AI outperforms clinicians' judgment in triaging postoperative patients for intensive care
Artificial intelligence (AI) in the form of a machine-learned algorithm correctly triaged the vast majority of postoperative patients to the intensive care unit in its first proof-of-concept application in a university hospital setting. The accuracy of this computer-generated algorithm is leading surgeons to envision active use of AI in the real-time acquisition of clinical information from a patient's electronic medical record to more reliably determine whether a patient needs intensive or routine postoperative care. Findings from the pilot study of the algorithm were presented at the American College of Surgeons Clinical Congress 2019.
At the present time, surgical teams rely on clinical judgment to decide which patients need postoperative intensive care. There is no single set of fixed criteria or a standardized postoperative pathway for making the determination.
Clinicians typically tend to over-triage, meaning if they are in doubt, they err on the side of caution and send a patient to intensive care. However, over-triaging may result in admitting a patient to the ICU who doesn't need to be there. "In those cases, the patient may be unnecessarily exposed to multidrug-resistant bacteria and have an increased overall length of stay. On the other hand, under-triaging means a patient that should have been in the ICU is sent to a recovery or step-down unit, and the opportunity for quick rescue of a deteriorating condition is delayed because monitoring is not as intense," said Marcovalerio Melis, MD, FACS, an associate professor of surgery, New York University Langone Hospital System, New York City, and coauthor of the pilot study.
AI is starting to be used to help patients triage their symptoms so they can decide whether they should go to the emergency department or seek treatment in another setting, such as an urgent care center. It is now beginning to be applied in surgery and has potential for generating comprehensive databases about surgical techniques and practices and their outcomes and providing evidence-based, real-time clinical support.

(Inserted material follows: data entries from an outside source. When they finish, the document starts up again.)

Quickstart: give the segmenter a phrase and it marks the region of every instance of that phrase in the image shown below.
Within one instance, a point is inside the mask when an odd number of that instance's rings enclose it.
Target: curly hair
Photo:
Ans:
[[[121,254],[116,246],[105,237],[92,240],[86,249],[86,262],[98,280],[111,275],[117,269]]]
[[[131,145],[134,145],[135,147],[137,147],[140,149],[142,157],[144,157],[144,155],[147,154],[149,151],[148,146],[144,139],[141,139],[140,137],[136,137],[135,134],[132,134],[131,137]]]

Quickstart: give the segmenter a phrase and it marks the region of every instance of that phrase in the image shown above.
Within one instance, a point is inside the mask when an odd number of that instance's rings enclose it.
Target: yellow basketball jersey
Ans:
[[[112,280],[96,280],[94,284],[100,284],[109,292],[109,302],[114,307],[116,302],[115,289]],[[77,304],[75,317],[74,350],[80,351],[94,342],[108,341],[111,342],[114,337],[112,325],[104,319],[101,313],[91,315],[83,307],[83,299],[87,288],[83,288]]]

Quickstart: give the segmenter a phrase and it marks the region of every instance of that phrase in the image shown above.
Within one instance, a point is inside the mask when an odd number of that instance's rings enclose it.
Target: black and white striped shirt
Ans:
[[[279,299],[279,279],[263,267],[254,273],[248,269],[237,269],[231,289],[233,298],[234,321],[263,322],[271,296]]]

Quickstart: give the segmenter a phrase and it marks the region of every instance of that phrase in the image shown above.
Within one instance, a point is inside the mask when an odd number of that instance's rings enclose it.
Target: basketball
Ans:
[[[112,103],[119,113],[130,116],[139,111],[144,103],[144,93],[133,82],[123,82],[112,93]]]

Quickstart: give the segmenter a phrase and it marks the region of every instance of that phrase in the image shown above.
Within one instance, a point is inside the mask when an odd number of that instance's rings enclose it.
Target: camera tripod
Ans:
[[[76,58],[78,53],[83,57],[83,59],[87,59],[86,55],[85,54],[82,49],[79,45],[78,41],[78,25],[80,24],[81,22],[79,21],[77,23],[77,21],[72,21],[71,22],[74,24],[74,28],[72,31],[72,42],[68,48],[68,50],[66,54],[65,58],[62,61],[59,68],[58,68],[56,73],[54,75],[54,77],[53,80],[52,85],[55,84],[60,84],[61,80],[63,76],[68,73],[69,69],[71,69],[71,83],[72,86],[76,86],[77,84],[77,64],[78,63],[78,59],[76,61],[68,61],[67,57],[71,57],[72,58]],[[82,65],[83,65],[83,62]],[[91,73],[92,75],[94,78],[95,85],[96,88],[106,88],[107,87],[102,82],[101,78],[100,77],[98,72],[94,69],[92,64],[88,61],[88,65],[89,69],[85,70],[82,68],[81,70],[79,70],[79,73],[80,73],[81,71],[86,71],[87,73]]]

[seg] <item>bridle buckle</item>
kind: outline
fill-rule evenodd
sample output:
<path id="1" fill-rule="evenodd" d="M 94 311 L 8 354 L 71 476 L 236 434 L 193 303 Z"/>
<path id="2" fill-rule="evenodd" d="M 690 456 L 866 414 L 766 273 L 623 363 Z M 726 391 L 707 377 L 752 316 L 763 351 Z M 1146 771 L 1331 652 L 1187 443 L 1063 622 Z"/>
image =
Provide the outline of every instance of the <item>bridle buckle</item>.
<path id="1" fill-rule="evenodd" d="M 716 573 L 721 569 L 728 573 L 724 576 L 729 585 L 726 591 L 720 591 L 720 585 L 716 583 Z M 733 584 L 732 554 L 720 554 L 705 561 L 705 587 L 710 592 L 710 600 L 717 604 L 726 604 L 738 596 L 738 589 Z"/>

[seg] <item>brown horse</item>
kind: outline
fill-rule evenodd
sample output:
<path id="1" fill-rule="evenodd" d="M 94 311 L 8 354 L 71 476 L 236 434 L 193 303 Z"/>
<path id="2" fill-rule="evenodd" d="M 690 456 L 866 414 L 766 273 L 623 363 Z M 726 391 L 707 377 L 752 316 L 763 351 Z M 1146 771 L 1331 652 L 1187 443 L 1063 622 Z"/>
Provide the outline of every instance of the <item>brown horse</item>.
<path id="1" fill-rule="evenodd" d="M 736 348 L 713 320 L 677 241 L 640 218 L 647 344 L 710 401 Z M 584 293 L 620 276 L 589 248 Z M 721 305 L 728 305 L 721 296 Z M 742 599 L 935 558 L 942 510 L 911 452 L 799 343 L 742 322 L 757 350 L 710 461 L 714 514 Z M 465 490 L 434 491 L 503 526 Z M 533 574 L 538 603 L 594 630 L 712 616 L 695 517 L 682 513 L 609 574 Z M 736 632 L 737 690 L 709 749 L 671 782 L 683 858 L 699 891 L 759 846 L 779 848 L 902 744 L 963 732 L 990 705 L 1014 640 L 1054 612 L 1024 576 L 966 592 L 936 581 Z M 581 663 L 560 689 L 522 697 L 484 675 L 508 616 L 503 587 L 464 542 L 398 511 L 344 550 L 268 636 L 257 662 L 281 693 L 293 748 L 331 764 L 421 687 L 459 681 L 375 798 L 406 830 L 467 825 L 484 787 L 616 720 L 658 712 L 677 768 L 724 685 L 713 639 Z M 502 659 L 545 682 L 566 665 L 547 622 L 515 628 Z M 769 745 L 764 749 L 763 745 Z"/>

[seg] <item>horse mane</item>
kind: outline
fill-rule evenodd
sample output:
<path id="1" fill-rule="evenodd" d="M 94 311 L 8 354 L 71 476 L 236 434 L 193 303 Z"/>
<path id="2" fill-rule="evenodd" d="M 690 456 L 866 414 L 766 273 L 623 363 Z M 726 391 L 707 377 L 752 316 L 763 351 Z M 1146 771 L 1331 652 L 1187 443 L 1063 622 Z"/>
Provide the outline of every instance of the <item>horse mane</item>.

The pilot study utilized the random forest form of machine learning to analyze large amounts of data, search for correlations among variables, evaluate options, and find solutions for a complex problem. Random forest constructs a flow chart of the questions and answers that lead to a decision, and it pools experience and information from many sources to reduce variability and increase the reliability of predictions.
The resulting algorithm included 87 clinical variables and 15 specific criteria related to the appropriateness of admission to the ICU within 48 hours of surgery. An admission to the ICU was considered appropriate if one of these criteria was met. The criteria included: intubation for more than 12 hours, reintubation, respiratory or circulatory arrest, call for rapid response or code, blood pressure below 100/60 mHg for two consecutive hours, heart rate below 60 or above 110 bpm for two consecutive hours, use of pressors, placement of a central venous line or Swan-Ganz catheter, echocardiogram, new onset of cardiac arrhythmia, myocardial infarction, return to the operating room, blood transfusion requiring more than 4 units, or readmission to the ICU after a prior admission.
Researchers prepared a questionnaire to prospectively ask clinicians how they would evaluate the need for intensive care for each patient. "We asked clinicians which is the best pathway for each patient: should the patient go to the post-acute care unit, a regular floor, or the ICU? We asked the machine the same question and compared the results," explained Francesco Maria Carrano, MD, a postdoctoral research fellow at NYU Langone and first author of the study.
Artificial intelligence correctly triaged 41 of the 50 patients in the study (82 percent). Surgeons had an accuracy triage rate of 70 percent (35 patients), intensivists 64 percent (32 patients), and anesthesiologists 58 percent (29 patients). The number of incorrect triage decisions was lowest for AI (18 percent), followed by 30 percent for surgeons, 36 percent for intensivists, and 42 percent for anesthesiologists.
The rate of undertriage was similar for AI (12 percent) and surgeons (10 percent); the rate of overtriage was much lower for AI (6 percent) than for the clinicians whose rates ranged from 20 percent to 40 percent. Further, AI achieved a positive predictive rate of 50 percent and negative predictive rate of 86 percent.
Although the algorithm in this study clearly outperformed clinicians' judgment, it is a first step. The surgical researchers plan to apply the algorithm to other populations of patients and include other demographic and clinical features. "The majority of the patients in this study were men in our hospital. We would like to expand study of the algorithm to women and patients in other hospitals," said Dr. Carrano.
"The algorithm will be improved and perfected as the machine analyzes more patients, and testing at other sites will validate the AI model. Certainly, as shown in this study, the concept is valid and may be extrapolated to any hospital," said Dr. Melis.